Now move your bottle holding hand down to the bottle’s widest part and tilt it away from you at a 45º angle. (More about that later.) With your free hand, grip the cork firmly and twist the bottle, not the cork, until the cork begins to loosen, and then continue more slowly until the cork eases out. If you are faced with a recalcitrant cork that refuses to move, rock the cork with a forward-backward motion to loosen the stickiness between the glass and the cork.
Now, why did I say that you should twist the bottle, not the cork? Both Newton and Einstein agree that it shouldn’t matter at all which one you twist, because the motion is strictly relative.
You could slice a loaf of bread by rubbing the loaf against the knife, couldn’t you? But think about it: In twisting out a cork, you must reposition your fingers several times, temporarily relinquishing your grip on it. During one of those times, it could pop out uncontrollably, depositing wine on the floor and egg on your face.

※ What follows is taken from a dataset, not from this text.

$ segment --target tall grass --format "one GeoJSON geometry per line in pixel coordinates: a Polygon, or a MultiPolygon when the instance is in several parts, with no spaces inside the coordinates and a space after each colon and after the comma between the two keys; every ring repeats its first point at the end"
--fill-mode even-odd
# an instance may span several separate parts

About tilting the bottle: You don’t want it to be vertical, of course, because you’d be in danger of shooting yourself in the face if the cork popped out. On the other hand, if the bottle is too close to horizontal the neck gets filled with liquid and the “head-space” gas floats up to form a bubble in the bottle’s shoulder.
Then, when you release the pressure by removing the cork, the bubble expands suddenly, expelling the liquid in the neck. A 45º tilt will usually ensure that the head-space gas stays up in the neck, where it belongs.